В Вене мы малая капля в потоке ищущих убежища и ждущих
переправы в Израиль или Северную Америку. По окончании войны –
двести пятьдесят тысяч беженцев и переселенцев. Нашим временным
укрытием становится больница Ротшильда в американской зоне
оккупации. Здание больницы используется как центр для беженцев
из Восточной Европы, и нас пятерых заселяют в палату еще к трем
семьям. Хотя уже поздняя ночь, Бела уходит из комнаты до того, как я
начинаю укладывать Марианну. Он хочет связаться с Банди и Мартой –
нашими друзьями, которые остались там, дома, и с которыми мы
собирались ехать в Израиль, – и сказать им, где мы находимся. Я глажу
Марианне спину, пока она спит, и слушаю, как Клара шепотом
разговаривает с другими женщинами, живущими в одной с нами
комнате. Здесь, в больнице Ротшильда, тысячи таких, как мы,
ожидающих помощи от «Брихи». Когда мы собрались с Банди
и Мартой под Новый год, то за миской горячих щей из квашеной
капусты, обсуждая план новой жизни в Израиле, мы ведь не думали
убегать, а пытались что-то созидать. Но только сейчас, сидя в
переполненной палате с другими беженцами, я вдруг понимаю, что
значит «Бриха». В переводе с иврита это «побег». Мы в бегах.
Разумен ли наш план? Соседки рассказывают о своих друзьях, уже
репатриировавшихся в Израиль. Там нелегко. За год война с арабами
постепенно утихает, но страна по-прежнему является зоной боевых
действий. Люди живут в палатках, делают то, что им приходится
делать
в
период
серьезных
политических
испытаний
и
продолжающихся враждебных отношений между арабами и евреями.
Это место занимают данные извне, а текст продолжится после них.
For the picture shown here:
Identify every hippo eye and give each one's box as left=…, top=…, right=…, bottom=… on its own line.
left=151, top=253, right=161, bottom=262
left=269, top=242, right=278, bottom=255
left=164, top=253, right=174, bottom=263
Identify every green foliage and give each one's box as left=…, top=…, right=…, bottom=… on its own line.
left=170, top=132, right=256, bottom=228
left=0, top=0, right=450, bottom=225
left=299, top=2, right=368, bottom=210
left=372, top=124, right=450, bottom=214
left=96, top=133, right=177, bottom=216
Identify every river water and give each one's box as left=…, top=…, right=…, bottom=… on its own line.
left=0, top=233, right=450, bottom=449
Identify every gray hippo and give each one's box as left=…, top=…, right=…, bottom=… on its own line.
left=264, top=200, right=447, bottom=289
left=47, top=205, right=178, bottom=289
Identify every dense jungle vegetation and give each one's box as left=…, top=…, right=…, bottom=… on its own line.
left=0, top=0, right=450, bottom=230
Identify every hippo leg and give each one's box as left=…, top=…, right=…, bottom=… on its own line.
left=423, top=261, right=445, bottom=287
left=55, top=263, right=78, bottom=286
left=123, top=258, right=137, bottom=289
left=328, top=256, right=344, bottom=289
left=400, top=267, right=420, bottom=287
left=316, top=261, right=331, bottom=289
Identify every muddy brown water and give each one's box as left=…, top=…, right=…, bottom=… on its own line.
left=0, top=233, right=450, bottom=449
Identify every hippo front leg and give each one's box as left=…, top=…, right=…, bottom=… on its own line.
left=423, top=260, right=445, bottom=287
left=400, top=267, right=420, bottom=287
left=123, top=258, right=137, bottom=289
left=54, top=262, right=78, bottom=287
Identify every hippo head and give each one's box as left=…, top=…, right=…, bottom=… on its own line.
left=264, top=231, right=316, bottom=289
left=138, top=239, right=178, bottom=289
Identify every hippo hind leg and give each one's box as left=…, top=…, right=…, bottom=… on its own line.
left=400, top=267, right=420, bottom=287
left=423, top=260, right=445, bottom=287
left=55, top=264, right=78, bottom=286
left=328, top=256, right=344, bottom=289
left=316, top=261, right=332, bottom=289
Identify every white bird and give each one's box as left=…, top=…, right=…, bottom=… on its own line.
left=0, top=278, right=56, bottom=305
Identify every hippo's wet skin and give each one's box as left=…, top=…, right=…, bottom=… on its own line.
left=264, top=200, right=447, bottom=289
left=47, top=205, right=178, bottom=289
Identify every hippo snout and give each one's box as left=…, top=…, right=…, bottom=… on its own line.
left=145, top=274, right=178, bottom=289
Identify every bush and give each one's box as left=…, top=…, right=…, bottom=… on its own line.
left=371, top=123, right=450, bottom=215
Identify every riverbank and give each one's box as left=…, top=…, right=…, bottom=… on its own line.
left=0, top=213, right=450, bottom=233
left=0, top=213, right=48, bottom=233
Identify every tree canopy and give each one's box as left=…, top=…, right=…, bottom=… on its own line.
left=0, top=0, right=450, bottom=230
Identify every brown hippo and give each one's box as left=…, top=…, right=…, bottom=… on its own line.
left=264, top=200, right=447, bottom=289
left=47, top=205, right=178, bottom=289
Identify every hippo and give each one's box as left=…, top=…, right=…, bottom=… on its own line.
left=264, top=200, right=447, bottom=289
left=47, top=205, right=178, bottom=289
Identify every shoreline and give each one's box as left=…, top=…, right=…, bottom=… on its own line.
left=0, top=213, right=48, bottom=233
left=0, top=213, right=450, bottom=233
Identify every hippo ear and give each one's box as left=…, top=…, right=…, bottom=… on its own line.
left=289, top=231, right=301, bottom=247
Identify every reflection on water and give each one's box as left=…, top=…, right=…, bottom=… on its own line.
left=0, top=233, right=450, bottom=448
Это не та жизнь, к которой мы готовились, когда загружали свои вещи
в контейнер. Какой прок от серебра и фарфора в палатке посреди
вооруженного конфликта? Драгоценности, зашитые в одежду
Марианны? Их ценность определяется тем, сколько за них могут
заплатить. Кто захочет есть на фарфоровых тарелках с нашей
фамилией? Где-то в животе возникает знакомое, слегка тянущее
чувство – и вовсе не страх перед тяжелой работой и нуждой вызывают
во мне это сопротивление. А реалии еще одной войны. Зачем нужна
новая жизнь, если начинать придется все с тех же старых страданий?
В темноте, ожидая возвращения Белы, достаю документы из
американского консульства. Те самые документы, за которыми я так
настойчиво посылала Белу в Прагу и которые, под моим платьем, на
спине, перехваченные ремнем, пересекли вместе с нами границу. Две
чехословацкие семьи отвечают требованиям для эмиграции в Америку.
Только две. Вторая семья, как Бела выяснил в Праге, уже уехала
из Европы, выбрав вместо Америки Израиль. Теперь наша очередь,
если мы решаемся ехать. Перебирая бумаги, я вглядываюсь в нечеткие
в тусклом свете слова, ожидая, что сейчас в моих руках они
рассыпятся или как-то сами переставятся. Слышу мамин голос.